Médico funda teatro e bloco de rua para tratar pacientes psiquiátricos
'Hotel da Loucura' é um espaço decorado com objetos e tecidos coloridos, acolhedor e dedicado às manifestações artísticas
O lugar mudou gradativamente, e nos últimos dois anos, a transformação foi maior. Antigos internos passaram a ser hóspedes, paredes cinzentas hoje são coloridas e o tratamento dos pacientes é feito com atividades de teatro, música e dança. À frente da mudança, o jovem médico Vítor Pordeus, de 34 anos, explica: “A arte tem uma função de cura essencial”.
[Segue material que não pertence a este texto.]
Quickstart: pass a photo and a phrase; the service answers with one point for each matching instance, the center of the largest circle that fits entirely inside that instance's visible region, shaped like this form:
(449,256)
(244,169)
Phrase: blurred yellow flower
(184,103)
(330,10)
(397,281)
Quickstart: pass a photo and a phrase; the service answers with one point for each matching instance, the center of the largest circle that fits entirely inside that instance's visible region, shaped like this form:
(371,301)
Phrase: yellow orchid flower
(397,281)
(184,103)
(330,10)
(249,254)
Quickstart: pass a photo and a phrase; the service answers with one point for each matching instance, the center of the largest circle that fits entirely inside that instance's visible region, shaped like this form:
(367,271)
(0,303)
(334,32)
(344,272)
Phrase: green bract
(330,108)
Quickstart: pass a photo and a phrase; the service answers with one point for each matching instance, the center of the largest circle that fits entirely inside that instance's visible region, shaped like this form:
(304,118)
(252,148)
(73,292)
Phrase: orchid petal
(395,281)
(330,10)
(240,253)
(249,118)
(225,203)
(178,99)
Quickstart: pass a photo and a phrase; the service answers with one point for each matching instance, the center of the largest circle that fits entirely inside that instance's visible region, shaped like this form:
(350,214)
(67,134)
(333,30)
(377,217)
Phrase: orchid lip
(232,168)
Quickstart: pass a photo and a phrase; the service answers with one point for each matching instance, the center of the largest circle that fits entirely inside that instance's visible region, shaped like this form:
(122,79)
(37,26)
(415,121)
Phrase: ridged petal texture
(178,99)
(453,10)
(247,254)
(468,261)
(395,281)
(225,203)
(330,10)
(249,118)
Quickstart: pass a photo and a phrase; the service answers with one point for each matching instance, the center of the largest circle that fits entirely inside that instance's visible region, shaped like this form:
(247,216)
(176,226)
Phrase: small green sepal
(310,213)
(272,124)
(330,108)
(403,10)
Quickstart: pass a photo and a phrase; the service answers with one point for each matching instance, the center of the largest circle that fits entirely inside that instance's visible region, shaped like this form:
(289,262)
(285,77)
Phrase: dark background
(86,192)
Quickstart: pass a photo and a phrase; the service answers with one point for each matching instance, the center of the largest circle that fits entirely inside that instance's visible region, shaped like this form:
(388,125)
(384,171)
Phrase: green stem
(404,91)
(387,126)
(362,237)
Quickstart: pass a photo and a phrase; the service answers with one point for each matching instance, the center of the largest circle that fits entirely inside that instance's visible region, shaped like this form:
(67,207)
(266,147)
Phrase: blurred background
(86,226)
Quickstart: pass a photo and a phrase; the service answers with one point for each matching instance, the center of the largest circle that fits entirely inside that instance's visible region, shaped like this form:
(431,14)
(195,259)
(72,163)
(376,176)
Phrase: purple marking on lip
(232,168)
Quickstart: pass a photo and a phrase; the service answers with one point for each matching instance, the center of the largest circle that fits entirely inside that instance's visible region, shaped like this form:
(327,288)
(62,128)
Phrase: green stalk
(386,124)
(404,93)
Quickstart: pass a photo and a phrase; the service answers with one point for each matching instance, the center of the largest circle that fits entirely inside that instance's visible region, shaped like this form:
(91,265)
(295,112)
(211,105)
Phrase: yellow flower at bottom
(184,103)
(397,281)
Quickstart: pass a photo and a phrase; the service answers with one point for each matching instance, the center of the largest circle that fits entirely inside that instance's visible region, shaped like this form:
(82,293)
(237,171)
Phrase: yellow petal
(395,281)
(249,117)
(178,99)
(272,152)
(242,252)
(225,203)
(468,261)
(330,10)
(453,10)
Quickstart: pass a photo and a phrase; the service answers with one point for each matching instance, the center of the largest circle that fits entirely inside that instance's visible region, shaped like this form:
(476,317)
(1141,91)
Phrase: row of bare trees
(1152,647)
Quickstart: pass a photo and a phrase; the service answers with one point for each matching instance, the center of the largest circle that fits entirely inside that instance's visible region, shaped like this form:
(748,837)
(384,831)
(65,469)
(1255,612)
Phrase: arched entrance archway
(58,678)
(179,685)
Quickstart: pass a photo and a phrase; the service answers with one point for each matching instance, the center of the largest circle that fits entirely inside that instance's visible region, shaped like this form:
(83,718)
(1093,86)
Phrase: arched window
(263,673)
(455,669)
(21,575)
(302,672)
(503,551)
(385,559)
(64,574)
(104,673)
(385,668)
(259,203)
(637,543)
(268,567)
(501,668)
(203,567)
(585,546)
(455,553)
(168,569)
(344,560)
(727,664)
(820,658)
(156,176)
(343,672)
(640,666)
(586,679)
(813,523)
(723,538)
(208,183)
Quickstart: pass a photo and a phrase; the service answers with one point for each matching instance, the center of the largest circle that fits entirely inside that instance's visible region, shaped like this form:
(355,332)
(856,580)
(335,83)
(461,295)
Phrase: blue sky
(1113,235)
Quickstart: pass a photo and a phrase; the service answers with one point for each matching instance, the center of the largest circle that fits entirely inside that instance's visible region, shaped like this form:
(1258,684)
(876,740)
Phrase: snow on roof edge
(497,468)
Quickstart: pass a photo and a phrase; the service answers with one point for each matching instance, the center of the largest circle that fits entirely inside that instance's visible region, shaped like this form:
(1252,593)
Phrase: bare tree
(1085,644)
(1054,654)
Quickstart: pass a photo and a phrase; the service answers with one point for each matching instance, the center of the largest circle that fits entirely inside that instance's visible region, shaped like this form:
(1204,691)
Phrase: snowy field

Desde 2012, Pordeus ocupou o andar
inteiro de um dos pavilhões da unidade e criou o Hotel da Loucura. É um
espaço decorado com objetos e tecidos coloridos, acolhedor e dedicado às
manifestações artísticas. Tudo faz parte da terapia de tratamento para
doentes mentais.
“Toda vez que alguém experimenta
alegria e prazer, a mente está em expansão”, defende ele. “Uma pessoa
isolada socialmente, presa dentro de casa, tratada como inferior ou
incompetente, essa não tem cura”. No sentido inverso ao tratamento feito
exclusivamente com medicamentos, ele prescreve afeto, alegria,
criatividade.
Esse método, Pordeus criou baseado no trabalho da psiquiatra Nise da Silveira, que hoje dá nome ao instituto. Depois de ser presa e torturada no governo Vargas, Nise foi trabalhar no Engenho de Dentro e decidiu que os internos não poderiam ser tratados como ela foi pelos torturadores. Tornou-se uma das pioneiras na aplicação da arte ao tratamento psiquiátrico.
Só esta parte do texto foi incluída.